Patients with comorbidities have a higher rate of hypertension detection and a lower proportions of undiagnosed hypertension [68, 79, 91]. In this study, patients with comorbidities had a 72% lower risk of undiagnosed hypertension than patients without comorbidities. This was consistent with findings from studies in South Africa [60], Ghana [82], Lebanon [92], and Iran [70] in which participants with prior CVD comorbidities had a lower rate of undiagnosed hypertension than those without CVD comorbidities. Studies conducted in Ibadan Nigeria [93] and Iran [94] also showed that patients with history of diabetes were less likely to have undiagnosed hypertension. Our findings revealed that participants with comorbidities were twice as likely to have hypertension health information.

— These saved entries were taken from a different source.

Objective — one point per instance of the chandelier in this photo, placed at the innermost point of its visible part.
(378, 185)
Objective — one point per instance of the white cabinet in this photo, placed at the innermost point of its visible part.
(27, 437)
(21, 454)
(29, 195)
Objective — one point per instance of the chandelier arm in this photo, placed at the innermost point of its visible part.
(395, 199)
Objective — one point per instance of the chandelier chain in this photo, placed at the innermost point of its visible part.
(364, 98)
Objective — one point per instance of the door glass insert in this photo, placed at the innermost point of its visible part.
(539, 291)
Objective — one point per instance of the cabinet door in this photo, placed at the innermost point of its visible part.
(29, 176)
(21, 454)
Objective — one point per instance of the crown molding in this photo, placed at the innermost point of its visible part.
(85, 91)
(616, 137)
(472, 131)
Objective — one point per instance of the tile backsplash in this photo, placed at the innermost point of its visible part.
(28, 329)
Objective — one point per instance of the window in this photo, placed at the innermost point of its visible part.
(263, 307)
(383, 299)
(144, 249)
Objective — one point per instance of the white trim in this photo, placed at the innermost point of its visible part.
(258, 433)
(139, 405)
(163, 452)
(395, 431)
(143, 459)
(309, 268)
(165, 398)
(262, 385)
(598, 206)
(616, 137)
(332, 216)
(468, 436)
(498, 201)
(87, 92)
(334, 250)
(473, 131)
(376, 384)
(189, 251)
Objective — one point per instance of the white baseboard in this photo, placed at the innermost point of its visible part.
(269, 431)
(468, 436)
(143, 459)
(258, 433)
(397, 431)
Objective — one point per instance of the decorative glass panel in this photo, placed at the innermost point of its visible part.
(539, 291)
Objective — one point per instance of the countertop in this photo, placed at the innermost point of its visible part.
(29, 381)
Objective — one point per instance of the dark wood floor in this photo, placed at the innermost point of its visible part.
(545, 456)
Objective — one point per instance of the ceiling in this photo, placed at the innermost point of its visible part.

Hypertension health information is a critical component in the early detection and treatment of hypertension. Having hypertension health information explained 68.2% of total effect of comorbidities on lower proportion of undiagnosed hypertension in combination with good common hypertensive symptoms, perceived susceptibility to hypertensive disease and visiting health facility. Participants with comorbidities were also twice as likely to visit a health facility, and participants who had visited a health facility in the previous one year were 60% less likely than those who had not to have undiagnosed hypertension. As a result, adequate health facility visitation mediated 12.3% of the total effect of comorbidities on the reduction of undiagnosed hypertension risk. This findings were consistent with previous studies that found that visiting a health facility encourages people to seek medical advice and undergo hypertension screening, resulting in hypertension being diagnosed earlier [95, 96]. This finding was also consistent with findings from studies conducted in Ghana [57], Senegal [97], India [78], and China [79] in which seeking outpatient services in the previous 4 weeks was associated with increased hypertension awareness.

Strengths and limitations

The study has the following strengths: first, it is the first to use mediation analysis to investigate the potential mechanisms of factors affecting undiagnosed hypertension. Second, it employs of a large representative sample. Third, it uses a valid and reliable tool to assess health measures. However, due to the study’s cross-sectional design, we are unable to assess the temporal relationship between the exposure, mediator, and outcome variables.

Conclusion

In this study, undiagnosed hypertension remains very high in rural northwest Ethiopia. Being young, drinking alcohol within the previous 12 months, being overweight, having FHH, and having comorbidities were found to be independently associated with undiagnosed hypertension. Hypertension health information, knowledge of common hypertensive symptoms, perceived susceptibility to hypertensive disease, and health facility visit mediated predictors of undiagnosed hypertension. Public health interventions aimed at them, such as providing adequate hypertension health information, particularly to young adults and drinkers, may improve hypertensive disease knowledge, perceived susceptibility to hypertensive disease, and reduce the burden of undiagnosed hypertension.